A little less than a year after he was forced to call a press conference to reassure investors that his Citadel Investment Group Inc. wasn't about to go under, Ken Griffin is gunning for growth again.
With its core funds up more than 50% this year and December's ban on investor withdrawals about to be lifted, Citadel has begun moving aggressively into investment banking — a key step toward turning Chicago's biggest hedge fund into the broad-based financial institution Mr. Griffin long has envisioned.
The company has landed its first investment banking gig — a $3.5-billion debt-restructuring job for hotelier Fontainebleau Resorts LLC — and has won hundreds of clients for a new institutional sales and trading division.
“We are back on offense,” Chief Operating Officer Gerald Beeson said.
A year ago, Citadel was playing defense, fending off rumors that federal officials were close to shutting it down and scrambling to reassure lenders that it had enough cash to make good on its borrowings. With panicky investors clamoring to withdraw their funds, Mr. Griffin placed a hold on redemptions. But by spring, Citadel's trading operation had stabilized. In May, it began its push into investment banking.

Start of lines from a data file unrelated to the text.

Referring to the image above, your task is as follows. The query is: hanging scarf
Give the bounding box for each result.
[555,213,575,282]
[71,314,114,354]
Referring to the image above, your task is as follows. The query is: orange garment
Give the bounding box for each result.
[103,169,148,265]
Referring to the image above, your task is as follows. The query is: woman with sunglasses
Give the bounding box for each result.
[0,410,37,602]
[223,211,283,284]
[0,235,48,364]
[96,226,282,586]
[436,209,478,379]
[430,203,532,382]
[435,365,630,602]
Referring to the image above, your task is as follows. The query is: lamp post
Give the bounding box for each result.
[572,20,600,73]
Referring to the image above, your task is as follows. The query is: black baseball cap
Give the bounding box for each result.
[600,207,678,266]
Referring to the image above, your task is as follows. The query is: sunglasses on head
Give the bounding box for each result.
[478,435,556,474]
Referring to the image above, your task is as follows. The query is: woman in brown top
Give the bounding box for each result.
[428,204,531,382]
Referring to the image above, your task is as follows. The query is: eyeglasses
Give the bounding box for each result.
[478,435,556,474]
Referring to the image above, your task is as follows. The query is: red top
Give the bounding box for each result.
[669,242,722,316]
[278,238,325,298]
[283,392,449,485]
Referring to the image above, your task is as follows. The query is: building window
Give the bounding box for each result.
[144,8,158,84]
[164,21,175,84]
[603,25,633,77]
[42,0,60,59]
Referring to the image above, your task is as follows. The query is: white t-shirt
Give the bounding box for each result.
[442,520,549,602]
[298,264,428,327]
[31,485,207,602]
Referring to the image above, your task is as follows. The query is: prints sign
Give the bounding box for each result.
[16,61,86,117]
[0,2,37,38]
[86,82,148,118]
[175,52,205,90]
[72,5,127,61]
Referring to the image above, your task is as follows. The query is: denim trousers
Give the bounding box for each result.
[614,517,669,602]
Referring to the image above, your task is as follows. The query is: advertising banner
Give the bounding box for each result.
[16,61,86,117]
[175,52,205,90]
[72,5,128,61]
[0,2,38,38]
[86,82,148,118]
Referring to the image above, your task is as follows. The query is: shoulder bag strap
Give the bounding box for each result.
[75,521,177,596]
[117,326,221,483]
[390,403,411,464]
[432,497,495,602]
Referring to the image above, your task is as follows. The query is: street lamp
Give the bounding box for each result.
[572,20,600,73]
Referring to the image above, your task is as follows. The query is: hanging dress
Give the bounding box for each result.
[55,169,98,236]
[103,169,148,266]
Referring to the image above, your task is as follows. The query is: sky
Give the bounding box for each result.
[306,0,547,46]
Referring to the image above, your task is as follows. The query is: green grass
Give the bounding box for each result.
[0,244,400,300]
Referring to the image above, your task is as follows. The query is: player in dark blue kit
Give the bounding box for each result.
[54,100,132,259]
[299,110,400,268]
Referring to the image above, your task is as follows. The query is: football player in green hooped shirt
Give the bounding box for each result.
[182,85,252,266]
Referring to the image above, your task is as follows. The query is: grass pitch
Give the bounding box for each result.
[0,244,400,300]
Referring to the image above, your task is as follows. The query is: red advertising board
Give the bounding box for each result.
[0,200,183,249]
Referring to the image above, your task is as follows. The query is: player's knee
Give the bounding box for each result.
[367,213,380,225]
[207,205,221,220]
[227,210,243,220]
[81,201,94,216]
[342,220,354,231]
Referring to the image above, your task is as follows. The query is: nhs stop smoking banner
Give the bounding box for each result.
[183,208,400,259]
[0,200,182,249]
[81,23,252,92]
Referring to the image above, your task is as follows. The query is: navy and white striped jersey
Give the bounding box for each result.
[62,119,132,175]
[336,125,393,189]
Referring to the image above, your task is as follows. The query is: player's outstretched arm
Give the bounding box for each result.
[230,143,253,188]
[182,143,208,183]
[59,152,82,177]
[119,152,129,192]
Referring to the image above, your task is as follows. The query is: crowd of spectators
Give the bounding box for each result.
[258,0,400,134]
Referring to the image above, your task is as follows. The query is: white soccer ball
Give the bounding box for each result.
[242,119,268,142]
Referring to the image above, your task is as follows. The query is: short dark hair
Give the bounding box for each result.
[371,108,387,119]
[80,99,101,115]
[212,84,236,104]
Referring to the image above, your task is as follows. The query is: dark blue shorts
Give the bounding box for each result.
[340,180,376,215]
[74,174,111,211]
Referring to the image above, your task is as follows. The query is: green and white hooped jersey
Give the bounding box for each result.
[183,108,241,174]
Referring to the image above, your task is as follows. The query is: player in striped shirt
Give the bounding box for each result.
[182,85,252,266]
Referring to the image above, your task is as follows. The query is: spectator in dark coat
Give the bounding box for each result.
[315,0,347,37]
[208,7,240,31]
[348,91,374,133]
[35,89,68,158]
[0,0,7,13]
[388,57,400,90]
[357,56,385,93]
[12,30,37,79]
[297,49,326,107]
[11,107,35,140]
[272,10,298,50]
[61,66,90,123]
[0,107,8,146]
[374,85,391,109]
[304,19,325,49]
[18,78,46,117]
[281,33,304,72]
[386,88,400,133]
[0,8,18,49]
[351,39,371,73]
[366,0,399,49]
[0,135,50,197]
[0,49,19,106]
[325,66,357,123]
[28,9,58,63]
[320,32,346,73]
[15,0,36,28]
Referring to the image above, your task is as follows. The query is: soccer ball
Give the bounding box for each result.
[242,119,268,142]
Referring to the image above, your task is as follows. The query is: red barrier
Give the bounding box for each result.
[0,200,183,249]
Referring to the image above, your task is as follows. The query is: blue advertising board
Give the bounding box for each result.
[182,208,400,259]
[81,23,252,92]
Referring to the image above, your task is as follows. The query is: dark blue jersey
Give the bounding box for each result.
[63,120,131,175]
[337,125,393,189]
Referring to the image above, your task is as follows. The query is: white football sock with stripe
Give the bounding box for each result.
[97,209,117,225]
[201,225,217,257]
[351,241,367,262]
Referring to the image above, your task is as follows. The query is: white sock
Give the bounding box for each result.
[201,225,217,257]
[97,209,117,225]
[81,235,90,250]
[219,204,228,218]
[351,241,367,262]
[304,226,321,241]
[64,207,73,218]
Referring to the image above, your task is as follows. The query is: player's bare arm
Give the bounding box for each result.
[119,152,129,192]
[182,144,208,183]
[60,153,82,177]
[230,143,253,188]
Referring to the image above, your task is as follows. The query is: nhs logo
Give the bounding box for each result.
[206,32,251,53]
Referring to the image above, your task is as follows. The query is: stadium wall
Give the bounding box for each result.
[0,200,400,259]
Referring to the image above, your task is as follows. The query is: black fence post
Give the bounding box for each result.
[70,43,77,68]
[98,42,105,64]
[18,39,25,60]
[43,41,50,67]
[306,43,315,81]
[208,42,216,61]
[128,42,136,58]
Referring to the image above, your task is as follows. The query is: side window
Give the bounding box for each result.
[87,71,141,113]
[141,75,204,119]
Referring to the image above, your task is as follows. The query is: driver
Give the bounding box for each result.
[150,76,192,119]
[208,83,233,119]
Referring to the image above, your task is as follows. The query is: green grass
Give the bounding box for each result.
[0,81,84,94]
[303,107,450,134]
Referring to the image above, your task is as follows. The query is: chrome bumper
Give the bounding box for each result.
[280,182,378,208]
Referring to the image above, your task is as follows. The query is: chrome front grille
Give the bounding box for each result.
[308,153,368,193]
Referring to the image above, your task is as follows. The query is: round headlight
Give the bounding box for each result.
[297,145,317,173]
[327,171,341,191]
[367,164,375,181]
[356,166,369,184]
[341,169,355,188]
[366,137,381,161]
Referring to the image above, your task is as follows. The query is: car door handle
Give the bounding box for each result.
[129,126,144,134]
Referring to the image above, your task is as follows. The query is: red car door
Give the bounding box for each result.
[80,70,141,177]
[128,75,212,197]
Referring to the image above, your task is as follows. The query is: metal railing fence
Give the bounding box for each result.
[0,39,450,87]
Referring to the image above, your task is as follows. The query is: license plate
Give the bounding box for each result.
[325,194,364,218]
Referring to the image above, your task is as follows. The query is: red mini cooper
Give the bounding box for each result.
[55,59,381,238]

Citadel, with $13.5 billion in assets, has since hired 70 bankers and institutional traders, many from big Wall Street firms like Merrill Lynch & Co. and Citigroup Inc. The company also is expanding other financial services lines. Citadel more than doubled its hedge-fund administration business, which manages trading platforms and other back-end functions for outside funds, by adding a huge new client — Lehman Bros.' $40-billion portfolio, being unwound in Bankruptcy Court — and this month it received approval to begin market-making incorporate bond trading.